SALT LAKE CITY — A Utah student athlete's life was saved last year when two teachers performed CPR and revived the teen's heart after he collapsed in a school hallway.
Now, a Utah lawmaker wants to ensure all students have access to the life-saving measures and training that likely saved the life of Layton teen Connor Moss.
Sen. Stuart Adams, R-Layton, is backing a bill that would require the Utah State Board of Education to establish guidelines to prevent sudden cardiac arrest that is common among student athletes.
"This bill ensures those in schools are trained in CPR and can handle that type of situation," Adams said. "We all know there's no fail-safe in trying to save someone's life, but surely training helps."
SB270 requires coaches and trainers who deal with students to be current on their CPR training, and it also mandates that students showing symptoms of sudden cardiac arrest be removed from play.
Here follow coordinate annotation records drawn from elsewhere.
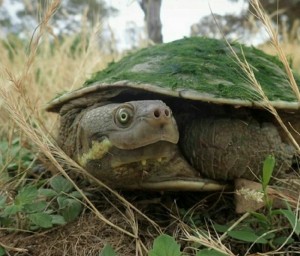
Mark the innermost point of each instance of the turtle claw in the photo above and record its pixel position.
(249, 196)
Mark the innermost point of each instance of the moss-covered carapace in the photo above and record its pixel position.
(203, 64)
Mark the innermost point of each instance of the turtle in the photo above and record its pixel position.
(181, 115)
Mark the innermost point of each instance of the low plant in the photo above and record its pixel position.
(34, 207)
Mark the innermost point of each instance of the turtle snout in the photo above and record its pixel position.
(162, 113)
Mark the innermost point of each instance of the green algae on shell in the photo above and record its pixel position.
(194, 68)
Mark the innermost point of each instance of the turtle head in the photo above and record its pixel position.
(116, 141)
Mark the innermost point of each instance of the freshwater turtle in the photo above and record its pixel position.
(180, 116)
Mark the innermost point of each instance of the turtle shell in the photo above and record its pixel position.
(201, 69)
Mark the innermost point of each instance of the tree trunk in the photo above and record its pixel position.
(151, 9)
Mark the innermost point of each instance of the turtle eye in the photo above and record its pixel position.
(123, 116)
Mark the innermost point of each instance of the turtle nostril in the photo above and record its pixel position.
(167, 113)
(157, 113)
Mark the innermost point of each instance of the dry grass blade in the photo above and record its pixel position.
(264, 18)
(23, 111)
(206, 239)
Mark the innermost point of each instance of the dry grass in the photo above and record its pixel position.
(31, 74)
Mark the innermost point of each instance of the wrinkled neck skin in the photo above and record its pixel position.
(128, 144)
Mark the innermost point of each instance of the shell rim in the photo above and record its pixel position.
(183, 93)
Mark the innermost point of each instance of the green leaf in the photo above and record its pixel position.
(35, 207)
(76, 194)
(290, 215)
(107, 251)
(209, 252)
(261, 217)
(268, 168)
(26, 195)
(247, 236)
(41, 219)
(47, 192)
(283, 239)
(61, 184)
(221, 228)
(165, 245)
(2, 201)
(72, 209)
(58, 219)
(2, 251)
(12, 210)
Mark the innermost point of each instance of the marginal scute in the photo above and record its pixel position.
(205, 67)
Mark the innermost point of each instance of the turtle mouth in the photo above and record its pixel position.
(156, 152)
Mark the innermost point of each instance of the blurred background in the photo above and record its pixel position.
(130, 22)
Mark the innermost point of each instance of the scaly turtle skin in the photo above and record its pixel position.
(181, 115)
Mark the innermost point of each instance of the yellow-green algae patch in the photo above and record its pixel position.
(97, 151)
(204, 65)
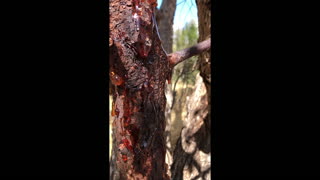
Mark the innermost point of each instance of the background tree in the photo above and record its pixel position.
(191, 158)
(139, 68)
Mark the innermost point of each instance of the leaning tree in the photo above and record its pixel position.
(139, 69)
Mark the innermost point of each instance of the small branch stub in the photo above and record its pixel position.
(179, 56)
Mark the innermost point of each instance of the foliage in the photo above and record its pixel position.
(184, 38)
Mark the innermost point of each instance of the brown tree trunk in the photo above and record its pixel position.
(191, 158)
(138, 72)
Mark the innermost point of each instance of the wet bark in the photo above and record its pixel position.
(138, 72)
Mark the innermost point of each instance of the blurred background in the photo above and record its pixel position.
(182, 25)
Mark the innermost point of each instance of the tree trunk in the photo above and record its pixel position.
(138, 72)
(191, 157)
(164, 18)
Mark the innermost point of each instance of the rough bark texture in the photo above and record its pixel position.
(164, 17)
(191, 158)
(138, 72)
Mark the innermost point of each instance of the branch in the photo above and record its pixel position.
(179, 56)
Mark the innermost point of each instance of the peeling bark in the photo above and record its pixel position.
(138, 72)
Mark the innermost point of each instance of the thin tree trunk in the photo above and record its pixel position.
(164, 18)
(138, 72)
(191, 157)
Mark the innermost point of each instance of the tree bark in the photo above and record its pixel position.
(191, 158)
(164, 17)
(138, 72)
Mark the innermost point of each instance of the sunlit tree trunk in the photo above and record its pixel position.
(164, 17)
(191, 158)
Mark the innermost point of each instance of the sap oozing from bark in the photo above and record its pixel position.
(139, 69)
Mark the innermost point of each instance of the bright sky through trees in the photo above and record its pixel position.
(185, 12)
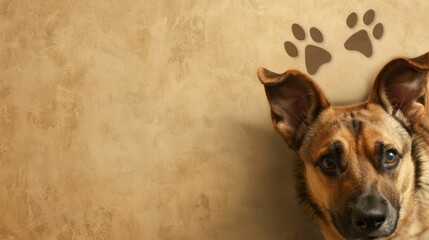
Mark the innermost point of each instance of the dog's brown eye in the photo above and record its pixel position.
(328, 163)
(391, 158)
(329, 166)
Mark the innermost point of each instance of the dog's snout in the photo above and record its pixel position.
(369, 213)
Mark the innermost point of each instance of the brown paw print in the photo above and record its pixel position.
(360, 41)
(314, 56)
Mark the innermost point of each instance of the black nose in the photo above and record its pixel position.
(369, 213)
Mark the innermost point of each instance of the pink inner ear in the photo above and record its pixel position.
(397, 94)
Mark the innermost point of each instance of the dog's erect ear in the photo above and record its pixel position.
(295, 102)
(401, 88)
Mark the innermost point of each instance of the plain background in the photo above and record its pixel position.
(145, 119)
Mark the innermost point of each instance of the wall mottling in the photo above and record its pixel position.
(145, 119)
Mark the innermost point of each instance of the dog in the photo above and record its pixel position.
(363, 169)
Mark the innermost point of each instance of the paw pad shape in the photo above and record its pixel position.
(360, 41)
(314, 56)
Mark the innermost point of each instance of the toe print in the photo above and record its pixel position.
(361, 40)
(315, 56)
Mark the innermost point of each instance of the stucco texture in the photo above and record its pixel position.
(145, 119)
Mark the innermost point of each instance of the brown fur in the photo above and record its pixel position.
(394, 117)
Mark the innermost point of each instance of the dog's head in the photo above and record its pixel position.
(357, 159)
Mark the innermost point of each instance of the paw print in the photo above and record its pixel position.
(360, 41)
(314, 56)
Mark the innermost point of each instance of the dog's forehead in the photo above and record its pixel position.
(346, 124)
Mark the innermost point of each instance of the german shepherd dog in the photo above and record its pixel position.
(363, 169)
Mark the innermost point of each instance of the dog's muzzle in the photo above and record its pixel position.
(367, 217)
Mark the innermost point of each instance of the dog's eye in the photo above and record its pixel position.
(391, 158)
(328, 165)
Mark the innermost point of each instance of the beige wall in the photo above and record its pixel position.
(145, 119)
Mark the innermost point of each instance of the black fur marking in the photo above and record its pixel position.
(417, 165)
(301, 188)
(407, 128)
(355, 126)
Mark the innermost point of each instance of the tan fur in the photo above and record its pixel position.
(310, 125)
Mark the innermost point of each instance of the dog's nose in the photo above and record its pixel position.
(369, 213)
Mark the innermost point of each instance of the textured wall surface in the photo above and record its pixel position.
(145, 120)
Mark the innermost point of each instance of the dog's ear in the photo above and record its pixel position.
(401, 88)
(295, 102)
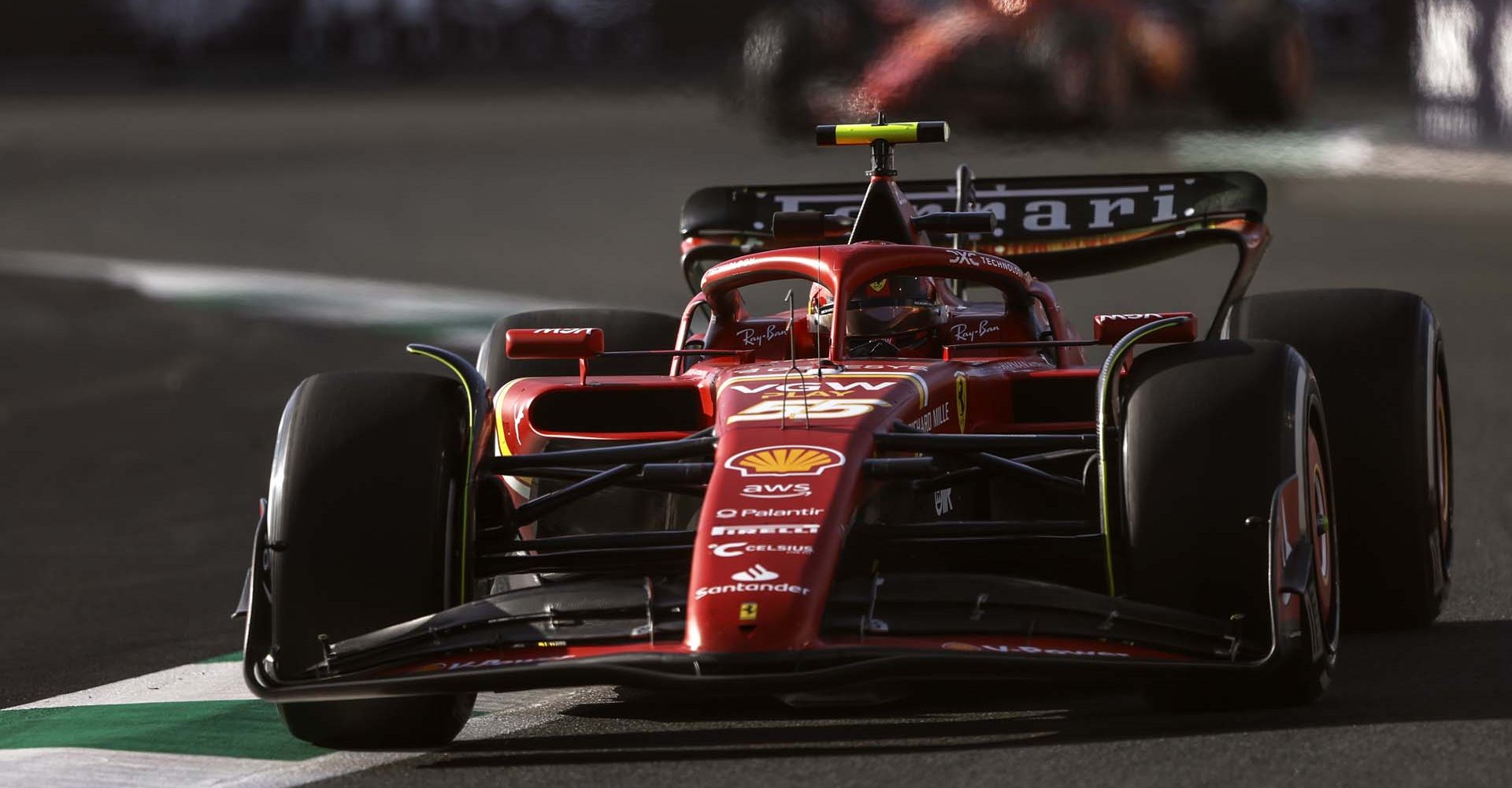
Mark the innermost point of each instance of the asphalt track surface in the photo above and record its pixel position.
(136, 434)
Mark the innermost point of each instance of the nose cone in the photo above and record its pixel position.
(769, 541)
(785, 483)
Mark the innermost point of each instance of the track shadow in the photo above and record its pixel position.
(1455, 671)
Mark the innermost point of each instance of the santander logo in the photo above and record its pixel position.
(755, 574)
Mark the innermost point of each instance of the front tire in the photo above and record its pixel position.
(366, 477)
(1227, 474)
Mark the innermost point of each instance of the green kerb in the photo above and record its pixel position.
(226, 728)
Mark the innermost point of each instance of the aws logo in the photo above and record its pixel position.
(782, 489)
(785, 462)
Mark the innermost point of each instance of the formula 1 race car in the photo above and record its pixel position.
(914, 477)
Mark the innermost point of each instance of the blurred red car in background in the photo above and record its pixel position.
(1024, 62)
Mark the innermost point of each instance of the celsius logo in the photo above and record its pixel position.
(777, 490)
(755, 574)
(736, 549)
(785, 462)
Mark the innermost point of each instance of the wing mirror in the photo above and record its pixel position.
(702, 259)
(1110, 329)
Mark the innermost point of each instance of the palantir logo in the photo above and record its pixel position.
(755, 574)
(785, 462)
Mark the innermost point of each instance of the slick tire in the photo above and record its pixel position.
(624, 330)
(1380, 360)
(1227, 474)
(1258, 61)
(366, 472)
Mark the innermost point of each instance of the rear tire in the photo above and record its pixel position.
(1211, 431)
(1380, 359)
(624, 330)
(366, 474)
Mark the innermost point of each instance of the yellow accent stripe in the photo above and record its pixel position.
(468, 451)
(1110, 370)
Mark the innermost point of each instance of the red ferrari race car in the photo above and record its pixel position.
(1024, 62)
(915, 475)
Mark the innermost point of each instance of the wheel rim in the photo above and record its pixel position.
(1325, 541)
(1443, 470)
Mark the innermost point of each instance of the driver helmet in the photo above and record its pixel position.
(884, 317)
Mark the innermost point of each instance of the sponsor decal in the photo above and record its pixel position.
(737, 549)
(755, 574)
(829, 388)
(762, 530)
(965, 332)
(976, 259)
(476, 664)
(1033, 651)
(803, 511)
(777, 490)
(932, 418)
(943, 501)
(785, 380)
(1036, 210)
(1022, 365)
(802, 411)
(750, 587)
(785, 462)
(961, 401)
(754, 337)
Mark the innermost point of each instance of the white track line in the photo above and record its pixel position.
(90, 768)
(448, 314)
(203, 681)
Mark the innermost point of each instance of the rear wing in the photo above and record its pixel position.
(1062, 225)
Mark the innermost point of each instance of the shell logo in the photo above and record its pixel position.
(785, 462)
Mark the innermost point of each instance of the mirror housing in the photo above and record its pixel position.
(1110, 329)
(702, 259)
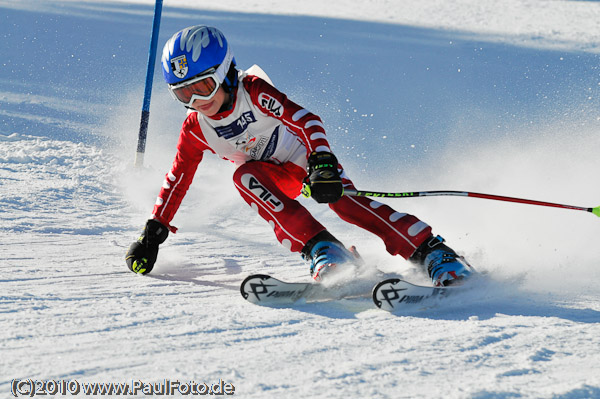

Marc Watterson, with the American Heart Association of Utah, said about 90 percent of all sudden cardiac arrests occur outside of a hospital setting, and there is about an 8 percent chance of survival.
Watterson classifies sudden cardiac arrest as stemming from unknown "electrical problems" within the heart, often resulting from genetic defect. Other heart attacks can be caused by clogged arteries, and symptoms and onset are very different from the unexpected collapse of sudden cardiac arrest.
"If someone is there and knows CPR and has access to an AED (automated external defibrillator), it will double or triple the chances for survival," Watterson told members of the Senate Health and Human Services Committee on Thursday.
In 2014, the Utah Legislature passed a law requiring CPR and AED training for all high schoolers, making it the 18th in the nation to require the life-saving skill. The correct way to issue CPR, which is now more commonly done without mouth-to-mouth breathing, can be found online at www.cpr.heart.org.
Moss, a 17-year-old varsity football player at Northridge High School, had been lifting weights on April 27, 2016, and went to the hallway to rest when he collapsed. The school trainer and another teacher were there and able to help.
"That was a happy story, but many aren't," Adams said, adding that he hopes the bill also extends awareness of what he calls "a significant and important issue" facing students.
Adams' bill doesn't impose penalties for not training coaches and doesn't cost the state anything, only suggests training that Adams said districts are "already trying to implement anyway."